The Network and Information (NIS) II Directive is an update to the existing mandate for the European Union. This will help to encourage a common cyber security language across a broader range of sectors of the economy and will require sharing of information between member states and cross sectors. Directives like this one have increasing importance in establishing guardrails for cyber activities. To protect shareholder value, the Security and Exchange Commission (SEC) is considering a cyber report for publicly traded companies requiring reporting on how their security teams will manage risk, incidents, and the cyber expertise of the board of the directors.
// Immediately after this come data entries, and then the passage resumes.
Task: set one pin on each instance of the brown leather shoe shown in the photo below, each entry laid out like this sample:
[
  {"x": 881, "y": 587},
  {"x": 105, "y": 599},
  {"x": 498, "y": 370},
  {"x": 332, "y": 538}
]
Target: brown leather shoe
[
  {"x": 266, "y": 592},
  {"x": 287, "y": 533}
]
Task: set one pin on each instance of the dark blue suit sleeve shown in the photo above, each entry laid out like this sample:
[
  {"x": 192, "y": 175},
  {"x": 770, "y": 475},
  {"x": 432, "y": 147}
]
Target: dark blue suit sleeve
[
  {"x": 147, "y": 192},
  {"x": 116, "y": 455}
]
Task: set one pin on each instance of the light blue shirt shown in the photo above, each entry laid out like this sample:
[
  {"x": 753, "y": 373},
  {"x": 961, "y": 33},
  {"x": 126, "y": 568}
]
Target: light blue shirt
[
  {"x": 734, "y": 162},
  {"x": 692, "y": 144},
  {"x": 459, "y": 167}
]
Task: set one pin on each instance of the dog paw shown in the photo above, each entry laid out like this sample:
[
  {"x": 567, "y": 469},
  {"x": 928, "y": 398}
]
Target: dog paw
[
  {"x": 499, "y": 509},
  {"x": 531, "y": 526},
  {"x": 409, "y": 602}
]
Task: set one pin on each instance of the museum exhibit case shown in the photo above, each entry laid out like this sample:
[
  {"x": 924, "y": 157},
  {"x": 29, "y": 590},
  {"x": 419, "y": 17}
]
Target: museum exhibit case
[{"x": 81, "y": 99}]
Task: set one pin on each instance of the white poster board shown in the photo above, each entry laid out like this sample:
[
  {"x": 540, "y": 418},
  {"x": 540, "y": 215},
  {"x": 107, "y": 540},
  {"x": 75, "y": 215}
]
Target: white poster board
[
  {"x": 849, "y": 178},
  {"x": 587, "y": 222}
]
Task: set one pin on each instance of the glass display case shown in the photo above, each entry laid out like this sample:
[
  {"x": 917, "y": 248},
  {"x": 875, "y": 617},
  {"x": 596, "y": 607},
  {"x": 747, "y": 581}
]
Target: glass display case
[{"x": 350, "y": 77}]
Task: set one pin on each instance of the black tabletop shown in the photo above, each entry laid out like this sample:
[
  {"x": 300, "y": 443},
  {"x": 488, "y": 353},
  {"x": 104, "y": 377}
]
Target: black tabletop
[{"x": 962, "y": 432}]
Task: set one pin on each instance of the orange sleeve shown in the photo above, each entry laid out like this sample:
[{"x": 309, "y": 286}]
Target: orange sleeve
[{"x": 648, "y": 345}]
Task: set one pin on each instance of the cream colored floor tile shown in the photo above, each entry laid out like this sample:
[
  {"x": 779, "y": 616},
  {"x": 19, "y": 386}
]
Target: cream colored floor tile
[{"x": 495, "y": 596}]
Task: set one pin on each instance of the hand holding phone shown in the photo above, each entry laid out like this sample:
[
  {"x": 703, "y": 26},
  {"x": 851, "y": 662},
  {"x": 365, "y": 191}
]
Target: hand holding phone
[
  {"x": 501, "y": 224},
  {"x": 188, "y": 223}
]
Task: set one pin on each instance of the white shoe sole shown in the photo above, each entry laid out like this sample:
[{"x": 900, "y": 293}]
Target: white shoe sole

The security risk mitigation report will tie back to job roles skill sets.
Frameworks are helping to articulate these job roles.Most job openings until recently were generic listings seeking cyber security professionals without well-defined tasks, skills, or the knowledge of what is needed to protect the organizations assets. Workforce frameworks such as the ECSF European Cybersecurity Skills Framework (ECSF) are starting to standardize the talent needed for positions as a Cyber Incident Responder, Digital Forensics Investigator, and Chief Information Security Officer.Standardization enables organizations to identify the right talent to handle future threats.This is in-line with other professions. For example, doctors have specialized areas such as radiologists, pediatricians, and brain surgeons who have the expertise needed in their area to provide proper treatment.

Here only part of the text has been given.